Port Metro Vancouver’s next stop: up the Fraser River


Friday, November 20th, 2009

Fiona Anderson
Sun

The next route for expansion at Port Metro Vancouver is through the Fraser River, the port’s chief operating officer Chris Badger told an audience of mayors and municipal representatives at the Vancouver Board of Trade’s Metro forum on Thursday.

“Most people don’t realize this, but the Fraser River is as important to the economic well-being of Canada as the St. Lawrence Seaway,” Badger said.

In 2008, the St. Lawrence Seaway, which runs from the Atlantic Ocean through the St. Lawrence River to Montreal and into the Great Lakes, moved about 40 million tonnes of cargo. The Fraser River moved 30 million tonnes, Badger said. But the economic benefit of the tonnage moved through the Fraser River was in fact greater than its eastern counterpart, he said.

So the next stage of funding the port will be looking for will be to upgrade facilities along the Fraser, including replacing the 100-year-old New Westminster railway bridge.

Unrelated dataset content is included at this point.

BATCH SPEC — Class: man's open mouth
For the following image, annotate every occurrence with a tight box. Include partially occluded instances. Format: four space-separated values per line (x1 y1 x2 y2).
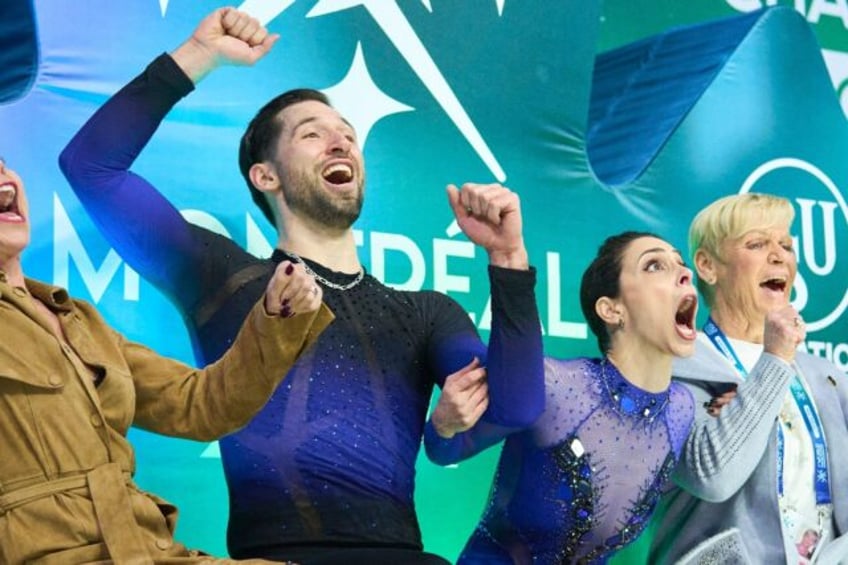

“The bridge is at or near, or some people say beyond, sustainable capacity,” Badger said.

The goal is to have ships move goods further inland before transferring their cargo to trucks for the rest of the trip, reducing traffic congestion.

“We believe there is great potential for the Fraser River to become a more usable green highway,” Badger said. “Right now, economically it’s not there, and it will not replace trucks but we think there is opportunity for the future.”

While the opportunities aren’t there yet, “they certainly will be in the next 10 to 15 years,” he said.